The proof is the follow, define by $h(t)=\left(-\dfrac{\delta}{a},\dfrac{\delta}{a}\right)\to M$ the curve $t\to h(t)=\gamma(at,q,v)$, this implies that $h'(t)=a\gamma'(at,q,v)$, $h(0)=q$ and $h'(0)=av$. Take the conection $$\dfrac{D}{dt}\left(\dfrac{d\gamma}{dt}\right)=\nabla_{\frac{dh}{dt}}{\dfrac{dh}{dt}}=a^2\nabla_{\gamma'(at,q,v)}{\gamma'(at,q,v)}=0$$ Therefore, $h$ is a geodesic and we're done. But I don't see why $$ \nabla_{\gamma'(at,q,v)}{\gamma'(at,q,v)}=0, $$ from the hypothesis we have $$ \nabla_{\gamma’(t,q,v)}{\gamma’(t,q,v)}=0 $$ Is this enough to imply that $\gamma(at,q,v)$ is a geodesic? It seems intuitive that the rate of change of $\gamma(at,q,v)$ in the direction of $\gamma(at,q,v)$ is zero but I am missing the details. As a side question, is it also true $\nabla_{X}{X}=0$ for an arbitrary vector field $X$? (I guess not...)

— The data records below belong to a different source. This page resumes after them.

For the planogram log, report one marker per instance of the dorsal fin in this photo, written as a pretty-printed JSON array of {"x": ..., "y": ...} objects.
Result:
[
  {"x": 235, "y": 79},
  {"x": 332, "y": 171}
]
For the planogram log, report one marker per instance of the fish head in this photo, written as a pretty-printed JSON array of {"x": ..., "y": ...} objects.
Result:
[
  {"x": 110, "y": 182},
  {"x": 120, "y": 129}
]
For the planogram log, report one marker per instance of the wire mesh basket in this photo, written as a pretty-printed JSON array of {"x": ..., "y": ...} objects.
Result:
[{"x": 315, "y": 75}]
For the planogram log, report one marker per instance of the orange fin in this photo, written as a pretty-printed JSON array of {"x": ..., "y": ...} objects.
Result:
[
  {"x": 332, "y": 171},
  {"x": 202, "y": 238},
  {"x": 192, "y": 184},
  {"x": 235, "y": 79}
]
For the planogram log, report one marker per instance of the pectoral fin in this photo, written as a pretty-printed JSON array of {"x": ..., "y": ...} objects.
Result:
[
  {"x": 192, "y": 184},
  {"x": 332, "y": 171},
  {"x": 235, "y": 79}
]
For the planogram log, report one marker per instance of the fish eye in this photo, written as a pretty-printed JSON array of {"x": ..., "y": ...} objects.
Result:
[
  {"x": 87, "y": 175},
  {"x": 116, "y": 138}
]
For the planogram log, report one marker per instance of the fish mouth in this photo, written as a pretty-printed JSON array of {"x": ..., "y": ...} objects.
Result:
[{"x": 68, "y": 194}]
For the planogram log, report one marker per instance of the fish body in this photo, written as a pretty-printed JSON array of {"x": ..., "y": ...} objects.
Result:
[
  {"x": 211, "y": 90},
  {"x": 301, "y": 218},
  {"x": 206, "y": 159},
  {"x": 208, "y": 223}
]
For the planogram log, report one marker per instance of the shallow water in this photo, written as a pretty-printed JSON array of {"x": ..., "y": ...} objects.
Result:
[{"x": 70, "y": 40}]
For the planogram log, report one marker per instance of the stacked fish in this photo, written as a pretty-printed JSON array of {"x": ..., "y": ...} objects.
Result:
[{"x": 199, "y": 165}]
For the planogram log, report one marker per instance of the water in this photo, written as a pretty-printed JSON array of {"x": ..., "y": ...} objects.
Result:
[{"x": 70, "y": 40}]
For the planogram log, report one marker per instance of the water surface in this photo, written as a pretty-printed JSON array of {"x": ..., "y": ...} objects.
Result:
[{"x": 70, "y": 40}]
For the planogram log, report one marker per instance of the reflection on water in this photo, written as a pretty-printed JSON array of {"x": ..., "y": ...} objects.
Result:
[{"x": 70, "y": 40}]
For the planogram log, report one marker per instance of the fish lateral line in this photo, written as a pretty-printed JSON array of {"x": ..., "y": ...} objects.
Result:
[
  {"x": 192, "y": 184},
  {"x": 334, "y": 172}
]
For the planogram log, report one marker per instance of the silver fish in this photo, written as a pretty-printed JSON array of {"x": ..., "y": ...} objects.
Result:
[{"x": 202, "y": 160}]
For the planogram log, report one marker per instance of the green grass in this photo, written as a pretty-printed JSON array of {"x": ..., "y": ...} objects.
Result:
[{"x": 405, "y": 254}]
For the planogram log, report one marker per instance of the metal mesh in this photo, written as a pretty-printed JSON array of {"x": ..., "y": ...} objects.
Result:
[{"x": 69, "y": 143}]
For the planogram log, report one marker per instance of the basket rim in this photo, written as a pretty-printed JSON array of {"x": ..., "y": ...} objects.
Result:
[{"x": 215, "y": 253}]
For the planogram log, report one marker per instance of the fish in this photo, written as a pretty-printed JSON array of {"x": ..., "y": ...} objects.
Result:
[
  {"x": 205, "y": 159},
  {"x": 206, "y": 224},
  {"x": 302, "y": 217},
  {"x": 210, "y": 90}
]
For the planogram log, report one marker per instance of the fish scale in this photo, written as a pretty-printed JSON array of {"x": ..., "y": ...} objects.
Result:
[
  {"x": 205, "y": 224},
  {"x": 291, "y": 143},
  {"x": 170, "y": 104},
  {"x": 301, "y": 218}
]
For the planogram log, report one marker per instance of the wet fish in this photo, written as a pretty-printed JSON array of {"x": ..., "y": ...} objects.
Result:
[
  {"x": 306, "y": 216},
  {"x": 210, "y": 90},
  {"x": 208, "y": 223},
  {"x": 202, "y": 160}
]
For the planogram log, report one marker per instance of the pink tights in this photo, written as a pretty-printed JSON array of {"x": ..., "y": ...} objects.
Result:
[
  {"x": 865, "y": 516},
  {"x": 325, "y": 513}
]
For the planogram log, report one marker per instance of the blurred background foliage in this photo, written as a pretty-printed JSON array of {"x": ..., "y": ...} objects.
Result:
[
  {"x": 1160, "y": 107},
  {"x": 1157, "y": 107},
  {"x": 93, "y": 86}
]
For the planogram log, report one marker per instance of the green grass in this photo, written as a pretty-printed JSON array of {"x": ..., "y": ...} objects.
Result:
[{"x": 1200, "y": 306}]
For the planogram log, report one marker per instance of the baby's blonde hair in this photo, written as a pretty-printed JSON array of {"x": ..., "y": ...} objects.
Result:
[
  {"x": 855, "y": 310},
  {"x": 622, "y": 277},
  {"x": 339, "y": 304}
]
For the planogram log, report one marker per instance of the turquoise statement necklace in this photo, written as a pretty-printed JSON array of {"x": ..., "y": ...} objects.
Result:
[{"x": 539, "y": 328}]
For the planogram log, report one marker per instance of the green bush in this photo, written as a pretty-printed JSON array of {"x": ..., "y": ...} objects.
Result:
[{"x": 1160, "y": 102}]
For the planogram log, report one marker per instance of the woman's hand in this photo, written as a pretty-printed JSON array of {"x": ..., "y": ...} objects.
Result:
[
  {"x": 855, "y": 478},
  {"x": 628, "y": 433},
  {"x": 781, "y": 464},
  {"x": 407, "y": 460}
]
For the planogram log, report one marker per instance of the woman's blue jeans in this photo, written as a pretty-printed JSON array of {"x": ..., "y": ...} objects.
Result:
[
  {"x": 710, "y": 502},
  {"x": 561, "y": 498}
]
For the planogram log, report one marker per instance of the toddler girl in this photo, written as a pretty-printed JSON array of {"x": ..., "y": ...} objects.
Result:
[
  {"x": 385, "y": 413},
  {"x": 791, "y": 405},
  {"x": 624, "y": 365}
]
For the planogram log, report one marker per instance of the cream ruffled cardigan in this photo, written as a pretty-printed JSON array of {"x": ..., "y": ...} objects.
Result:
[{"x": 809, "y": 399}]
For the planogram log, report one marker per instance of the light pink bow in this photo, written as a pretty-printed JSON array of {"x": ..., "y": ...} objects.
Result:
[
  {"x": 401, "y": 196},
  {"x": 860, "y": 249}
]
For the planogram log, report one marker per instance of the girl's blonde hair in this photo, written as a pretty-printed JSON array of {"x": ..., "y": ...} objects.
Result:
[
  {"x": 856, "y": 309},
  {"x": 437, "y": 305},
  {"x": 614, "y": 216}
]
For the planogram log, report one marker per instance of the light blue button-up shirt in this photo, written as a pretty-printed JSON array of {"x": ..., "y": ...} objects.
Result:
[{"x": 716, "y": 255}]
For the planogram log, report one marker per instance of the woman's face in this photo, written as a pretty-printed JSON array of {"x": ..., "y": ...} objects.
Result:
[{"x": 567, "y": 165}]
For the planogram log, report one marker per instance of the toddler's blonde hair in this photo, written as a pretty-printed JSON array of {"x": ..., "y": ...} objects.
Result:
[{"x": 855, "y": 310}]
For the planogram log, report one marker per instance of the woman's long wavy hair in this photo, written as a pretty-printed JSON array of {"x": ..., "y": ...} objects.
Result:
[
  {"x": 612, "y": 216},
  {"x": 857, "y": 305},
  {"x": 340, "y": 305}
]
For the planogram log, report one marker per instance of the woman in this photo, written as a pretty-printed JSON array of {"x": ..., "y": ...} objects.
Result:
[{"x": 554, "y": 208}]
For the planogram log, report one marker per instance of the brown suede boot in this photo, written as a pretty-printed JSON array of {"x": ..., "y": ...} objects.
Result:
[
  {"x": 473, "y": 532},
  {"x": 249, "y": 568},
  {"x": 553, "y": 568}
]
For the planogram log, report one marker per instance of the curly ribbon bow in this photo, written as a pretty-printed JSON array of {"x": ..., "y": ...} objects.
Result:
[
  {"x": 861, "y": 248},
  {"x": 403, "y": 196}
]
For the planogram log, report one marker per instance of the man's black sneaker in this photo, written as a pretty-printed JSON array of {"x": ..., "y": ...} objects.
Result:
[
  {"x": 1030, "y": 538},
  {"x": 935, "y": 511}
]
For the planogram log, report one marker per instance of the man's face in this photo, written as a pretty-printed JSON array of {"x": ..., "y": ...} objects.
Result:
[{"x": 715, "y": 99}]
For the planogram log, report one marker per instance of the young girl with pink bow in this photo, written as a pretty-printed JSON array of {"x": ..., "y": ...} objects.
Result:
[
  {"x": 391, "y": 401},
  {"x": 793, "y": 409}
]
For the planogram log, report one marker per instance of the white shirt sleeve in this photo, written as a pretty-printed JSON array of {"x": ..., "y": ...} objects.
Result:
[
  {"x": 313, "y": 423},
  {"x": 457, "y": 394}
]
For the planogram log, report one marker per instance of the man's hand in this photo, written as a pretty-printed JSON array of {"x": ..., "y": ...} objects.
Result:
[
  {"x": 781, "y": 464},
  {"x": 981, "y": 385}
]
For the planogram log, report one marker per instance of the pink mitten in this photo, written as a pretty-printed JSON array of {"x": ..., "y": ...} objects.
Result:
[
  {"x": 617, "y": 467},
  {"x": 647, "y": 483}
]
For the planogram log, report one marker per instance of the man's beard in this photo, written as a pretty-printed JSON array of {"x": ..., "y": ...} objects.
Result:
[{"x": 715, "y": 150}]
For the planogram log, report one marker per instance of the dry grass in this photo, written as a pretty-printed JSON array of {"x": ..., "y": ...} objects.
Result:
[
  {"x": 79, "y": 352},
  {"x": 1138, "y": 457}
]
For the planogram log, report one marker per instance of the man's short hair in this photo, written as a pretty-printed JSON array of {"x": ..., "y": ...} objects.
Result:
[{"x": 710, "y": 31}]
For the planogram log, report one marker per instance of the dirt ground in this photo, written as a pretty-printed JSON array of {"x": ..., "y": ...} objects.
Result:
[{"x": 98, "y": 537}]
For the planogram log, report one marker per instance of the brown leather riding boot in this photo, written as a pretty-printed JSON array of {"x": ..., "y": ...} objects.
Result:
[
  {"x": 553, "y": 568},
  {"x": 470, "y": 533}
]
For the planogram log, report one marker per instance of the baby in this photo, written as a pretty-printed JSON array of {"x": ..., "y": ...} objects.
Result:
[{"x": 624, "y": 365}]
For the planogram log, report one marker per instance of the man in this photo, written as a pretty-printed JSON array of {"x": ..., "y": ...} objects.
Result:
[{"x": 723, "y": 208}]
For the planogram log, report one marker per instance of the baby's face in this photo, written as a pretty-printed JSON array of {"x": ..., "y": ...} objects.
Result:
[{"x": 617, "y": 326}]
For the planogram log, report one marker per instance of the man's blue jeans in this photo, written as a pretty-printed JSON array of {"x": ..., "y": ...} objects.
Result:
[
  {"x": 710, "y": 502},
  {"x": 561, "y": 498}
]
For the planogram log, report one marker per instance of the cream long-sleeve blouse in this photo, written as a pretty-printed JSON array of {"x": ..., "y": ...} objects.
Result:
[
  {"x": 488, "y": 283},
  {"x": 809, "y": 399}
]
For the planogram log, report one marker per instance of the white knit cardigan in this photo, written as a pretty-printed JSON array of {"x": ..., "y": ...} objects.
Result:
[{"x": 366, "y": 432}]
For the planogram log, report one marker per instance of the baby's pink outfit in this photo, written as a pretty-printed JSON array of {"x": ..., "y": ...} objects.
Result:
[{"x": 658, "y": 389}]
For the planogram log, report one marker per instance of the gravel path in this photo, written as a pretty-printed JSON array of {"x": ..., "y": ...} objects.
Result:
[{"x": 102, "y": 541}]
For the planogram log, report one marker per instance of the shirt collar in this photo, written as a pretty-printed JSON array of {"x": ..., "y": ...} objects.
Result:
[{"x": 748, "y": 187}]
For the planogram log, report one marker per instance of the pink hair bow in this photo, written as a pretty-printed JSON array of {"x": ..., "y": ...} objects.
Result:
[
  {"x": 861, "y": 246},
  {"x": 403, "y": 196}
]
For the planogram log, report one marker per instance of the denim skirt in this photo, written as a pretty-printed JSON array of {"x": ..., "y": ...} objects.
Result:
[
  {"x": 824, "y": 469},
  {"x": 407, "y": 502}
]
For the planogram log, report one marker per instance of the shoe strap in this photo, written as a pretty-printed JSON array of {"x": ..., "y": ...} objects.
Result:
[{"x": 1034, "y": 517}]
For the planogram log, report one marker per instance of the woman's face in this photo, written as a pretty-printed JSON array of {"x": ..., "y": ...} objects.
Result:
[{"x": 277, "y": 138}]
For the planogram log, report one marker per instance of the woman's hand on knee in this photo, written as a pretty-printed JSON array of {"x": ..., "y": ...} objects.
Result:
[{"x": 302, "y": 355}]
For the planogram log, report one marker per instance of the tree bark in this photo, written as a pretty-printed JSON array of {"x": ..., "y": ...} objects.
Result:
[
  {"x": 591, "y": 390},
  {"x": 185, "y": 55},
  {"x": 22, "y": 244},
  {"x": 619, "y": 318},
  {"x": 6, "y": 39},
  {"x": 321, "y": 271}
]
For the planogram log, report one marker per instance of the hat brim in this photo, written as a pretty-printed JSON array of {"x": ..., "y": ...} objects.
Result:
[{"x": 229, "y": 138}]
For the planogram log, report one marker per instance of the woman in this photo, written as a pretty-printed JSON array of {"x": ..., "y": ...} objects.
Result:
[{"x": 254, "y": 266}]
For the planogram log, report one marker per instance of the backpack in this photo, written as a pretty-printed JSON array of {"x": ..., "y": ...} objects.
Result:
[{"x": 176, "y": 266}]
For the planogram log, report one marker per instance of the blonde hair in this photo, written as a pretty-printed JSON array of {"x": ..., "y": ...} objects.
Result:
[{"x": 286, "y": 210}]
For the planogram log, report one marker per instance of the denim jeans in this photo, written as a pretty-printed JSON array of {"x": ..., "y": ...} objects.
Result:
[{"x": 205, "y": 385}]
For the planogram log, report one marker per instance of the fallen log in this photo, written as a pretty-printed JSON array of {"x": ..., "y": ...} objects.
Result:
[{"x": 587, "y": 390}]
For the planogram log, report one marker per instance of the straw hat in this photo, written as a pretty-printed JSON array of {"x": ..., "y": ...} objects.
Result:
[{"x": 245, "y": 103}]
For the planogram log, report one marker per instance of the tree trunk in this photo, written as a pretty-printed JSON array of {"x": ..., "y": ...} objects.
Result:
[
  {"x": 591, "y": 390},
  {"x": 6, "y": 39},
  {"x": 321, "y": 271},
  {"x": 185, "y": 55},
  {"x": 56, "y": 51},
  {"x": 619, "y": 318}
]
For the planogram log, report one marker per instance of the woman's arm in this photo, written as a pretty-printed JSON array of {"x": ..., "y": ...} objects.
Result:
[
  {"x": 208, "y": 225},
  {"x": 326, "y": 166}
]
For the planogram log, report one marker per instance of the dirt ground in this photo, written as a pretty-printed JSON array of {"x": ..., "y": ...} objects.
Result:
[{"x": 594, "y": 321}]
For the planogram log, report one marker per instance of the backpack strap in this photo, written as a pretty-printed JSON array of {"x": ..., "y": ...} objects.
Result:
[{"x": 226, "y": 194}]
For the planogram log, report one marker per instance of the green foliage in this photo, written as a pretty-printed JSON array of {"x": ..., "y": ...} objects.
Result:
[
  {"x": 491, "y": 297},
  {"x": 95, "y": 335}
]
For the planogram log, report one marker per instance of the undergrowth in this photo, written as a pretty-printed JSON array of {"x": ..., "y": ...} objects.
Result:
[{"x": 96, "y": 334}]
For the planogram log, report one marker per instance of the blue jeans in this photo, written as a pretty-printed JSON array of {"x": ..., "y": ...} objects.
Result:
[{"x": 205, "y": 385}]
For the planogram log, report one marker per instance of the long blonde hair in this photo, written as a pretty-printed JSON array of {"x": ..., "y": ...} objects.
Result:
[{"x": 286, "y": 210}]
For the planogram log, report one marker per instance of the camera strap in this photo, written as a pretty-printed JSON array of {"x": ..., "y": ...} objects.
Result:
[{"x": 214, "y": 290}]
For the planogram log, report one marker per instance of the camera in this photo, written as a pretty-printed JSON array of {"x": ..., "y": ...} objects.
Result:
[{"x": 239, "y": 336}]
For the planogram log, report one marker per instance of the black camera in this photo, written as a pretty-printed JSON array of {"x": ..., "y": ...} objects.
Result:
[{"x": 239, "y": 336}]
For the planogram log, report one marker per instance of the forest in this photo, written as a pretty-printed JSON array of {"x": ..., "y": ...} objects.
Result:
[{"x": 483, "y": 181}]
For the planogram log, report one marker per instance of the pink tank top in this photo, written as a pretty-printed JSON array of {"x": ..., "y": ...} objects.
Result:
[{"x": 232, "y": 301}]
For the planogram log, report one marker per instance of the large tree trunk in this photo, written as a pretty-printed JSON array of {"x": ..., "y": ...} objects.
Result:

You have to pay attention to where your $t$ is or lives. At this point of the proof $q$ and $v$ don't matter in the notation, so let's just write $\gamma(\cdot)=\gamma(\cdot,q,v)$. By assumptiom $\nabla_{\gamma'(\tau)}\gamma'(\tau)=0$ for all $\tau \in (-\delta, \delta)$.But now when $a$ is fixed and $t \in (-\frac{\delta}{a},\frac{\delta}{a})$, $at$ is in the $\delta$-Intervall, so you can apply the assumption.